Using OpenRefine as part of the migration process requires a number of steps, some of which are complete, and a number of which have multiple steps left undone at this point.

  1. Export data from 7.x with CRUD as MODS
  2. Transform MODS with xml2csv tool into very specific columns with well-documented delimiters between compound or complex contents ##()
  3. Transform resulting tsv into reconcilable data with OpenRefine
  4. Reconcile each column as appropriate (subjects against LCSH, MeSH, AAT, names against LCSH, VIAF, and WikiData, etc.), sometimes grabbing additional data about the term (such as personal or corporate name)
  5. Transform reconciled data into columns so that a string is available for each taxonomy term, along with optional namespace:code or namespace:term data, and other information about each term
  6. Export each type of vocabulary into it's own CSV
  7. Re-transform the data (possibly removing the reconciliation data) so that the bibliographic records can be exported, making sure to carry over the PID from the CRUD export in Step 1.
  8. Import the vocabulary/taxonomy terms.
  9. Import the bibliographic records, re-matching them with the appropriate object.

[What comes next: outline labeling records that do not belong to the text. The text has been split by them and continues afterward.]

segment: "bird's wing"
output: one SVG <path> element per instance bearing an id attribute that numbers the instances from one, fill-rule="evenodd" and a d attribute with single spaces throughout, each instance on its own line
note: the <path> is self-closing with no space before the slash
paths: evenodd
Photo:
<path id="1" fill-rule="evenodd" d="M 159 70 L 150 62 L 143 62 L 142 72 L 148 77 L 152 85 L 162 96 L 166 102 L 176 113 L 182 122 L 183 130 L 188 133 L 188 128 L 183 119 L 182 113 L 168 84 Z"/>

Step 2(#913), 3(#914), 4, 5, and 7 need work. Step 1, 6, 8, and 9 are theoretically ready to go and have been tested with other applications or data.

seth-shaw-unlv commented 6 years ago

So, this might be crazy talk, but could we get OpenRefine to export these records back out as mods records in a single modsCollection and Agents as MADSXML? Then we won't have to deal with the nested name delimiters we've been talking about in Zoom meetings. I can migrate XML documents just as easily (and sometimes more so) than CSV.

mbolam commented 6 years ago

@seth-shaw-unlv -- One could potentially do templating in OpenRefine to export as MODS and/or MADS.

http://digitalscholarship.utsc.utoronto.ca/content/blogs/converting-spreadsheets-modsxml-using-open-refine

I've played around with templating, but not used it extensively. It probably wouldn't be too tough to come up with a "basic version" that at least handles the core elements we've been considering for the sprint.

carakey commented 6 years ago

Templates do exist; this is the top hit for MODS templating and I’m pretty sure some of our consortium partners have built off of this version: https://gist.github.com/sallain/7604ffb0c155294fcfaf


From: Michael Bolam notifications@github.com Sent: Thursday, August 30, 2018 3:12 PM To: Islandora-CLAW/CLAW Cc: Cara M Key; Mention Subject: Re: [Islandora-CLAW/CLAW] Investigate using OpenRefine as part of the migration process (#898)

@seth-shaw-unlvhttps://github.com/seth-shaw-unlv -- One could potentially do templating in OpenRefine to export as MODS and/or MADS.

http://digitalscholarship.utsc.utoronto.ca/content/blogs/converting-spreadsheets-modsxml-using-open-refine

I've played around with templating, but not used it extensively. It probably wouldn't be too tough to come up with a "basic version" that at least handles the core elements we've been considering for the sprint.

— You are receiving this because you were mentioned. Reply to this email directly, view it on GitHubhttps://github.com/Islandora-CLAW/CLAW/issues/898#issuecomment-417451891, or mute the threadhttps://github.com/notifications/unsubscribe-auth/AQ1lPy3qfxCd8VbYDiXfWb3w_EHNb5XTks5uWEcwgaJpZM4WEBoy.

amcshane commented 6 years ago

Were folks actually able to perform reconciliation with the provided test MODS? The version I'm seeing retains data about MARC subfields in the text, making reconciliation against LOC (for example) impossible.

My assumption was that each subfield needed its own column, as well -- not unlike creating MARC records from delimited text files.